In Wolitzer’s novel there’s only good sport, not moral horror, to be found in Ann’s relationship with a woman. It and her sudden activism are just as amusing as her friends’ bemused reactions — and, for that matter, their own personal flailings about. The lesbian reader should be grateful for the demonstrations of how ridiculous heterosexuals are about same-sexers as well as thankful for its signs of lesbian silliness. Arriving at a point where gentle parody is possible would seem an advance. But the straight reader has the lasting heterotextual consolation.

Meg Wolitzer, who is married and has a son, once wrote a quiet novel about two lesbians raising a child in the suburbs. Hidden Pictures was never reprinted in paperback and I doubt that there are plans for a film version. Friends for Life, on the other hand, is slated to be filmed next year. My pessimistic wager is that Ann will not be much of a “queer poster” presence in the screen version, but I hope I’m wrong.

Seeing lesbians in films and books, and (even more rarely) on television shouldn’t be that stressful an activity. As the British writer Rose Collis points out: “Some enchanted evening, you may see a stranger and think: ‘That’s a dyke.’ Then you blink and she’s gone. This is the case as far as mainstream television dramas are concerned, anyway.” Yet people read works in translation that are set in foreign countries and expect to pick up the codes. And then there’s science fiction. In life, lesbians are not representations, and they shouldn’t be in literature.

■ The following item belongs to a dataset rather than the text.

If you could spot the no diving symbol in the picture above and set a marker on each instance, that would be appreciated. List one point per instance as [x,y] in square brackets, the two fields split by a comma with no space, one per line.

If authors are talented enough to create a range of lesbian characters — and brave enough not feel required to rehabilitate or kill them — that might disprove the stereotypes. (Of course, that means publishing will have to get over a good deal of pudeur.) More importantly, doing so will expand the pleasures of the text. Future readers really shouldn’t have to try to locate themselves in the literature of the abnormal and the furtive. To paraphrase Alastair MacLeish, a lesbian must not mean, but be.